Target protein preparation

The crystal structure of main protease with PBD id 6LU7 and of RdRp protein with PDB id 7BV2 were taken as the target proteins. In the autodock software they were prepared by removing water, adding hydrogen, adjusting the torsion angles, applying the default forcefields, computing Gasteiger charges, merging non-polar H; assigning Autodock 4 atom types. Stouten atomic solvation parameters are also designated to the receptors. The receptors were done converted to .pdbqt format.

For the Libdock and CDocker they were prepared using the Prepare protein module. The proteins were subjected to CHARMm forcefield, with protein dielectric constant set at 10, pH for protonation was 7.4, water and other residues were removed and hydrogens were added. The maximum loop length was fixed at 20 and ionic strength of 0.145. The energy minimized structures of the proteins were taken for further study.

Ligand Minimization

A total of 8 Curcumin derivatives and 5 Allicin derivatives were used for study. In the Autodock all hydrogens were added to the ligands, Gasteiger charges were computed and added, and nonpolar H were merged; Autodock 4 atom types were assigned. It was ensured that total charge corresponds to tautomeric state. The torsion tree root & rotatable bonds were chosen as per requirement. The ligands were saved in the .pdbqt format. For the docking in Discovery Studio, the ligands were minimized using the Full minimization module. The ligands were minimized using the Smart minimizer algorithm with maximum steps of 2000, applying the CHARMm forcefield. The partial charge estimation was done by Momany-Rone parameters and the RMS gradient was set at 0.01. The minimized dataset was thus used for further analysis.

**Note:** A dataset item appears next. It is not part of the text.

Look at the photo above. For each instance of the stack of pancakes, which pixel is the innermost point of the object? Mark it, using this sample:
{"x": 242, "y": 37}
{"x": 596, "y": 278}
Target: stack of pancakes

Docking Analysis of Receptor-Ligand interactions

The receptor active site cavity was identified by already existing ligand in the crystal structure complex of the main protease and RdRp protein. The ligands were docked by using 3 docking tools- Autodock, High throughput virtual screening algorithm that identifies hotspots (Libdock) followed by CHARMm based molecular dynamics scheme (CDocker). The best ligands obtained from all the docking protocols were chosen as top hits. The Libdock gives a positive binding affinity score; The Autodock and CDocker give a negative binding affinity score and the molecules having least binding affinity were selected as leads and potential drugs for repurposing that can act against SARS-CoV-2.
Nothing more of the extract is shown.